Page 50 - MSDN Magazine, August 2017
P. 50

AZURE
Batch Processing Using a
Serverless Architecture
Joseph Fultz
For Azure enterprise customers, a key challenge in managing their cloud footprint is the ability to control what they spend and to charge those costs back to the consumers. Fortu- nately, there are several vendors that provide tools, such as Cloud Cruiser, Cloudyn, and Cloudability, to help with collecting usage data and generating a rich set of reports. Additionally, you can find many good examples of how to pull data programmatically, such as the post from a former co-worker of mine, Ed Mondek, in which he shows how to pull data into Excel and view it (bit.ly/2rzDOPI). However, if you want to pull that data regularly and enable his- torical, present trend and predictive views, you need to store a lot more data. For a large enterprise with thousands of resources per subscription, that amount of data can be daunting and is certainly not what you’d want to fetch and keep on a local machine.

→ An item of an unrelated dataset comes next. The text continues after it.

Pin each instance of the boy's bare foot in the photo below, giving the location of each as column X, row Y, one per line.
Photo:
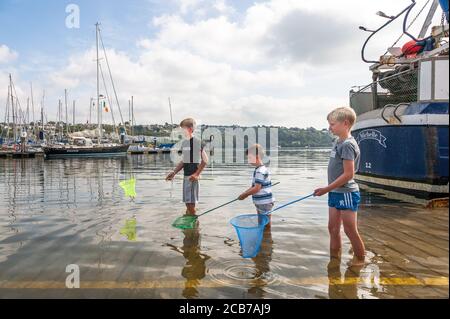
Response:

Luckily, there’s another way. In this article I’m going to walk you through the serverless Extract-Transform-Load (ETL) process I set up to extract such data, provide a little enrichment and store the data to a place where further work (analytics, map-reduce and so forth)
can be done. I’ll touch on the overall design, key decision points and important things to consider in taking a serverless approach.
Determining Consumption
The first decision is choosing between the Enterprise Agreement (EA) Billing API and the Azure Billing API, which centers its requests around specific subscriptions. My prototype is targeted at enterprise customers with multiple enrollments in an EA. In the scenario with which I’m working, subscriptions are being used as part of the management boundaries for both specific product groups and for separating production from non-production resources. This could result in a fairly high number of subscriptions in flux due to the volatile proof-of-concept (PoC) type of work being cre- ated as new groups and new product lines start up in Azure. Thus, I chose to work with the EA API because it reduced the scope of work in that I don’t have to create a discovery mechanism for subscriptions. This leaves me with the noted challenge of not having any data for subscriptions created outside of the enrollments for the enterprise. While this is an important area to tackle, it comes with a number of other process and management challenges that have to be solved organizationally and is outside the scope of the work I want to accomplish.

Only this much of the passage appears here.